Un fondamentale ingrediente per la ricetta del rilancio è lo sviluppo di un nuovo rapporto banca-territorio, che tenga conto delle trasformazioni tecnologiche in atto.

Il processo di trasformazione digitale dei processi bancari, come sopra accennato, ha permesso a UniCredit di reagire con tempestività ed efficacia alla crisi sanitaria e, in condizioni di normalità, consente alla clientela, sia corporate che retail, di accedere facilmente alla maggior parte dei servizi e prodotti bancari senza doversi recare presso uno sportello bancario.

Tale processo ha ovviamente avuto un impatto sulla rete commerciale, che non deve essere visto come un allontanamento della Banca dal territorio. Le filiali, infatti, liberate sempre più dallo svolgimento delle attività ripetitive e a basso valore aggiunto (sia per la Banca che per il cliente) possono svolgere con ancora maggiore efficacia un ruolo consulenziale e di supporto alle esigenze di business e di risparmio della clientela. In realtà come quella italiana – in cui la struttura economica è caratterizzata da imprese di piccola e media dimensione e sono ancora poche quelle che accedono direttamente ai mercati dei capitali – le strutture locali delle banche sono le uniche realtà alle quali gli imprenditori possono rivolgersi per le esigenze di finanziamento esterno o di sostegno alle strategie di crescita.
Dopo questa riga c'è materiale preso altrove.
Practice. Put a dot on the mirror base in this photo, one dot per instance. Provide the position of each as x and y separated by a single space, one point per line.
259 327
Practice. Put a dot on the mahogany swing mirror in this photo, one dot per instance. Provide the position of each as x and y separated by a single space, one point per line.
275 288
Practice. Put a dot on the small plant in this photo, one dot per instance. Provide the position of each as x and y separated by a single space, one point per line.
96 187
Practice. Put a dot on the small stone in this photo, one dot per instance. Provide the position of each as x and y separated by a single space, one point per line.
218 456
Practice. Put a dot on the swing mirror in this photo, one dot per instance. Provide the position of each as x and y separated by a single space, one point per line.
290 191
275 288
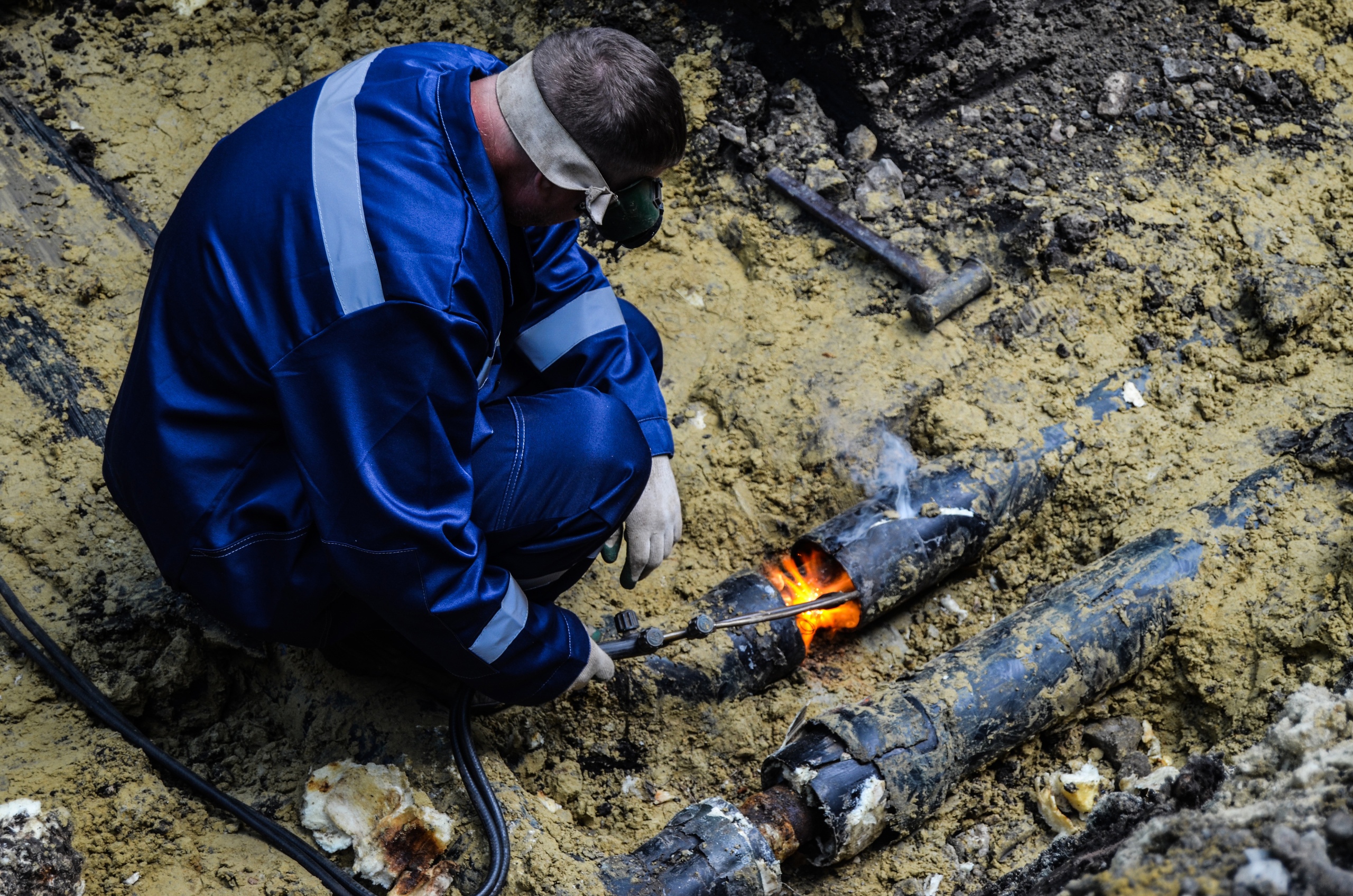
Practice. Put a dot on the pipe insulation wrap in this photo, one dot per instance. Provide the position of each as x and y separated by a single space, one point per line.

Oggi deve essere ancora più forte lo sforzo per valorizzare il rapporto della banca con il territorio, al fine di coglierne e soddisfarne tutte le esigenze: quelle delle imprese e del mercato del lavoro, quelle delle famiglie e dei privati. Solo con l’impegno di tutti gli attori si possono raggiungere i risultati sperati.
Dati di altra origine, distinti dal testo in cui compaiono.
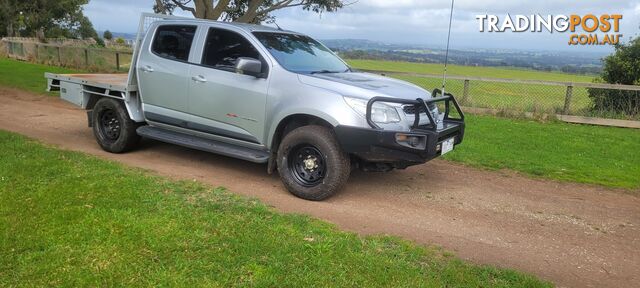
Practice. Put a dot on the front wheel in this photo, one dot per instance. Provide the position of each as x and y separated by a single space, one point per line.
311 163
112 127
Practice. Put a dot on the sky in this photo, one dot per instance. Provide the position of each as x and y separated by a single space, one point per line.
421 22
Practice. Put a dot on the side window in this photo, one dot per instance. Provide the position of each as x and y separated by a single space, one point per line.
173 41
223 47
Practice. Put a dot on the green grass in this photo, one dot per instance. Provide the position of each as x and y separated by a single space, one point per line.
495 95
459 70
27 76
605 156
68 219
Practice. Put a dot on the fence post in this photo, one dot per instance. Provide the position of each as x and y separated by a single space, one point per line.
86 58
465 92
117 61
567 100
59 57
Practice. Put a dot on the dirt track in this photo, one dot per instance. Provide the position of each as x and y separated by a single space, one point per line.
574 235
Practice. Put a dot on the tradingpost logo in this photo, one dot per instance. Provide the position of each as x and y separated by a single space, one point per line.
583 30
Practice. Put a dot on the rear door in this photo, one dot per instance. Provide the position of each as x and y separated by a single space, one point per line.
222 101
163 72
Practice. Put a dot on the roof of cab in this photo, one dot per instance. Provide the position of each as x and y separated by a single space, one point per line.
244 26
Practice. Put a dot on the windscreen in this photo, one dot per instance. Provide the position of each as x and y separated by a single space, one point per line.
301 54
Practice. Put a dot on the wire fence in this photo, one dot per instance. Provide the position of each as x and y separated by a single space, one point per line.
531 98
92 59
506 97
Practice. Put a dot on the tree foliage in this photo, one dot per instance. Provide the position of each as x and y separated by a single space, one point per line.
107 35
621 67
45 18
245 11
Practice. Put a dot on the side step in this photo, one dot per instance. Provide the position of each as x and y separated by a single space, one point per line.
199 143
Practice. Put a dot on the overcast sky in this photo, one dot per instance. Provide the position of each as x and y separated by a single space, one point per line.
409 21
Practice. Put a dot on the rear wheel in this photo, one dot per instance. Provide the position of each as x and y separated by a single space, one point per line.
112 127
311 163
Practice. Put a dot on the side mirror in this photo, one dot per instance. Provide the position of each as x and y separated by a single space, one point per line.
249 66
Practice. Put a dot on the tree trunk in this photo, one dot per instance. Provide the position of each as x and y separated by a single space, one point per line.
10 30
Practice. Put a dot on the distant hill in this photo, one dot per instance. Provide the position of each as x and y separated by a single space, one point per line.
572 62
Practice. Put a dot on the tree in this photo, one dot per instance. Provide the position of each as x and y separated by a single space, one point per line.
245 11
621 67
107 35
42 15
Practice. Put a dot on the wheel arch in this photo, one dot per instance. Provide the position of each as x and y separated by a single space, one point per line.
288 124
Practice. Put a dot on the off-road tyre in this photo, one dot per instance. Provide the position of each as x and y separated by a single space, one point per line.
302 178
115 132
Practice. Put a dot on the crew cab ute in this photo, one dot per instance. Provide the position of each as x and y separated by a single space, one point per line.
263 95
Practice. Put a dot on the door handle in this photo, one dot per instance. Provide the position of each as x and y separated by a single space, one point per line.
199 79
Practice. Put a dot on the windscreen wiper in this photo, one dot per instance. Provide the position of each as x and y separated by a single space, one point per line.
324 72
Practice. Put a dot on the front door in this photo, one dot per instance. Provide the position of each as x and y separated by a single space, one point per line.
222 101
163 71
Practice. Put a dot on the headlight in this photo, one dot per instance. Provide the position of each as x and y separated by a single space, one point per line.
380 112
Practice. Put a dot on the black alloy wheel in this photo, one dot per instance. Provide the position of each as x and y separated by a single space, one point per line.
308 165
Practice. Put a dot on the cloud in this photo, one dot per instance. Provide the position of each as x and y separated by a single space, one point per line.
406 21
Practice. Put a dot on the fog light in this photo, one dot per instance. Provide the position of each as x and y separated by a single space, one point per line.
412 141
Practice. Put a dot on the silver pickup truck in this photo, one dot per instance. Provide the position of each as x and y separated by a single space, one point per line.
264 95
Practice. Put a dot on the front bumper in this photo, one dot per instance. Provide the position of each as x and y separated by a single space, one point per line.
376 145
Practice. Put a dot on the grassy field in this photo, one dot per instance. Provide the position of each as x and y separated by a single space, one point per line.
458 70
581 153
503 96
605 156
27 76
68 219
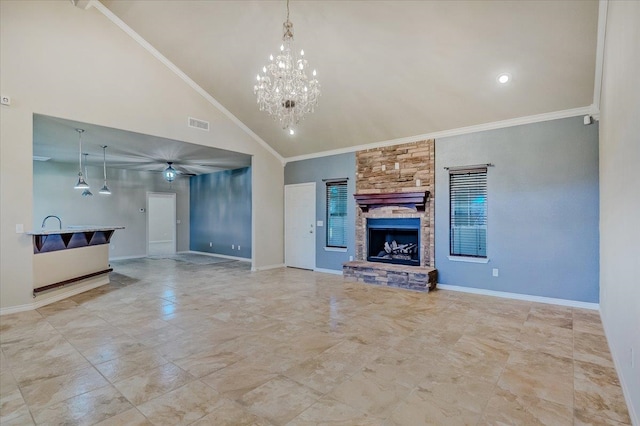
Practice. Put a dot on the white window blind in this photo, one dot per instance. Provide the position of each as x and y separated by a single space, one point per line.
468 212
337 214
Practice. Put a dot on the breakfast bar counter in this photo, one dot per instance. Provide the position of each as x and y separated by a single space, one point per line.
76 254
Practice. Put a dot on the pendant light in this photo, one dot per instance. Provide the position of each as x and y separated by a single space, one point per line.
105 189
81 182
86 192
Un’efficace azione sinergica deve sempre più tener conto dei nuovi soggetti che insieme alla Banca possano far crescere la cooperazione tra i vari soggetti e far ripartire il clima di fiducia nei territori, creando delle reti tra aziende e settori che mettano a fattor comune conoscenze tecnologiche di base e know how a beneficio di tutti gli operatori.
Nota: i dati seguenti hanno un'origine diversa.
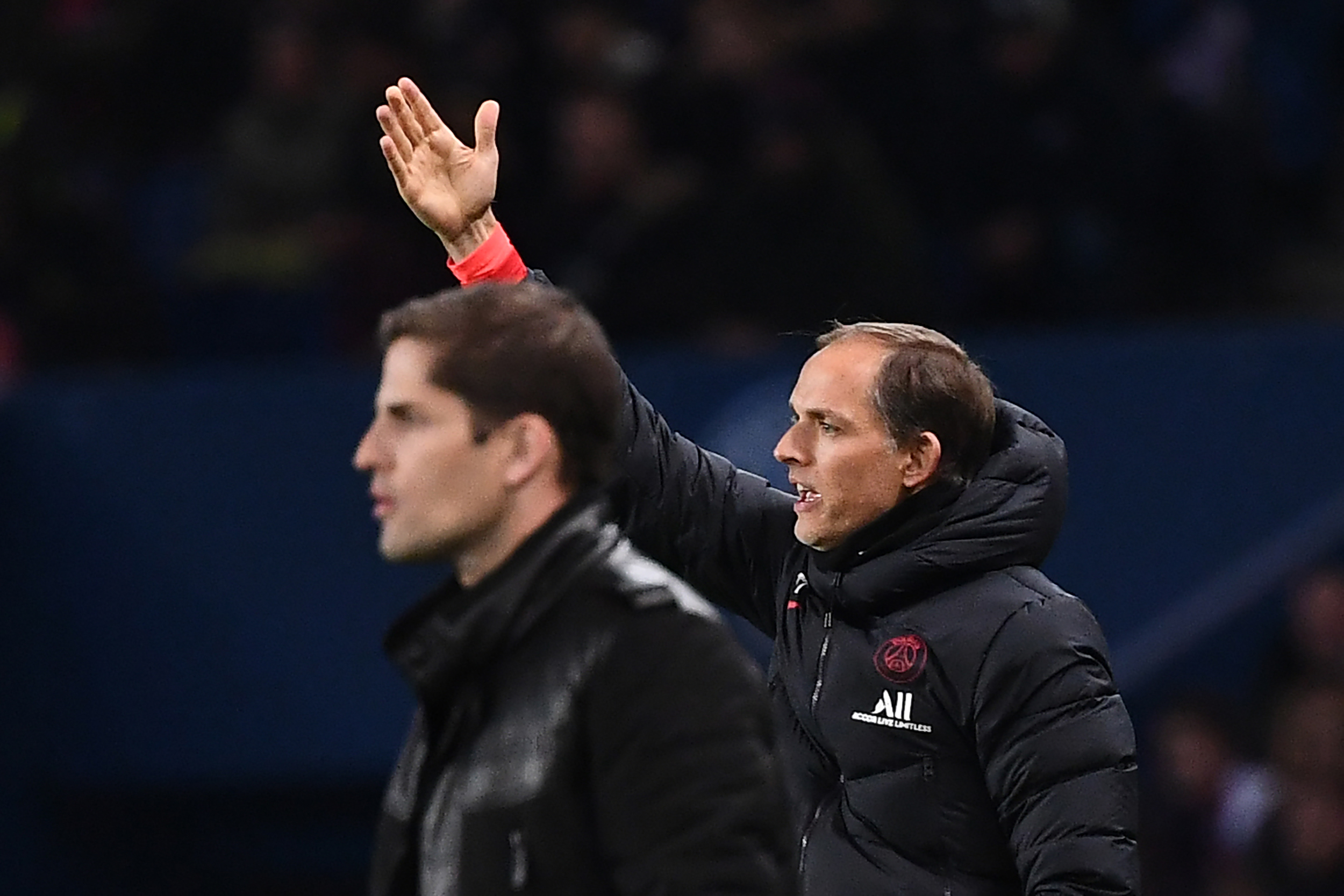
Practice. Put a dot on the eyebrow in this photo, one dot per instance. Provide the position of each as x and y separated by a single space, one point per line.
821 414
398 409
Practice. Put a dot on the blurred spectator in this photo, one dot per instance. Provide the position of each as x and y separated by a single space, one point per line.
1302 849
1206 801
1311 647
971 160
264 273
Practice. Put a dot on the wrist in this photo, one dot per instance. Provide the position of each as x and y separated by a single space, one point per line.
468 241
490 260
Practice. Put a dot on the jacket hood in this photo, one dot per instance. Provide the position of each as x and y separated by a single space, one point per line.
1009 515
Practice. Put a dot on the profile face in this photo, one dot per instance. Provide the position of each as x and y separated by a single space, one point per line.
845 464
437 492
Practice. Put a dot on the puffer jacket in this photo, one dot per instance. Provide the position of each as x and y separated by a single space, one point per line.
948 715
585 726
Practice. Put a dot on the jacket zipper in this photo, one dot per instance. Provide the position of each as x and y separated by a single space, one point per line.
812 822
821 661
816 698
947 870
518 862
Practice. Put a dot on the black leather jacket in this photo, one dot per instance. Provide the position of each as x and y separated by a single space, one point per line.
585 726
949 723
A titolo d’esempio, UniCredit sta lavorando in modo sinergico con alcune Fondazioni di origine bancaria per sostenere i soggetti del terzo settore che rivestono un importante ruolo di cerniera e che possono svolgere un ruolo strategico nel rilancio dell’economia italiana.

Allo stesso modo, è stato avviato uno stretto rapporto con alcune Associazioni di categoria, Università e istituzioni locali al fine di realizzare importanti momenti di confronto con le imprese di territorio.

In quest’ottica UniCredit ha lanciato, nel 2020, l’iniziativa “UniCredit per l’Italia” per meglio indirizzare e rafforzare il sostegno all’economia italiana, sia a livello nazionale che locale. Ne sono un esempio le iniziative legate al supporto dei territori all’inizio dell’emergenza Covid, le attività di sponsorship di rilievo come quelle per la Motor Valley Fest e l’Acquario di Genova, il progetto “The Italian Way”, diretto a promuovere il rilancio delle eccellenze del Made in Italy, e la Digital & Export Business School, dedicata alle imprese.

Vanno poi ricordate le consistenti donazioni effettuate dalla Banca in favore di ospedali, Croce Rossa, Protezione civile, Università e Regioni che sono state in prima linea nella lotta al Covid-19.

Per il rilancio dell’economia italiana e dei territori è necessario fare leva sulle eccellenze. UniCredit è consapevole del potenziale di queste eccellenze ed è pienamente impegnata nel mettere a disposizione i suoi strumenti e la sua rete internazionale affinché sia possibile far ripartire l’economia nazionale “dal basso verso l’alto”, ricreando un clima di fiducia nei consumatori e nelle imprese, a partire da quelle di piccola e media dimensione, struttura portante della nostra economia.